- AUD/USD shrugged off negative China trade news on Friday to hit fresh monthly highs.
- Excellent Australian containment of the Covid-19 pandemic is likely supporting the currency alongside NZD.
AUD/USD looks set to end the week on the front foot and at its highest levels since early September of just below 0.7400. On the day, the pair is up 30 pips or 0.4%.
AUD shrugs of China trade woes
Friday’s Asia session saw a few negative updates regarding Australian and Chinese trade relations. Firstly, China is reportedly set to hit Australian wine with tariffs that could double, or even triple its price for Chinese consumers, making the category of product “unviable” for Australian exporters, according to Australian Trade Minister Simon Birmingham.
The Chinese Ministry of Commerce said that its investigation started back in August, had found that Australia was “dumping” wine in China and had delt substantial damage to domestic Chinese producers of wine. Australia has of course criticised the decision.
Friday’s new tariffs on wine are the latest in a list of Chinese trade actions being taken against Australia, which many see as China’s way of “bullying” Australia into backing down from its call to have an independent investigation into the origins of Covid-19.

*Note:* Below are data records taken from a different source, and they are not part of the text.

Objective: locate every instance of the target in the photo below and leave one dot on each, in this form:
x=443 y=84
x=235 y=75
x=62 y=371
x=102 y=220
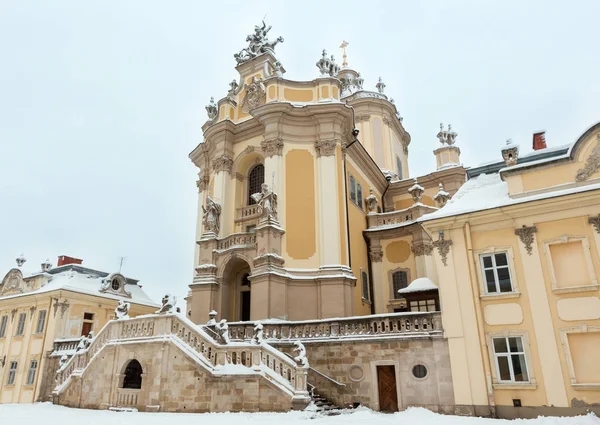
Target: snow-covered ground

Despite the fact that China makes up fully 37% of all Australian wine exports, worth more than $800M per year, AUD has been completely unfazed. Instead, the currency opted to track a weakening USD by hitting fresh monthly highs just under 0.7400.
Supporting AUD, and seemingly outweighing the above mentioned negative China trade relations news, has been further evidence of excellent containment of the pandemic in Australia. Indeed, this week Victoria was declared virus-free after having no new cases reported for 28 days.
Given how well Australia and New Zealand have contained the pandemic, perhaps it is not surprising to see AUD and NZD as by far the best two performing currencies on the month.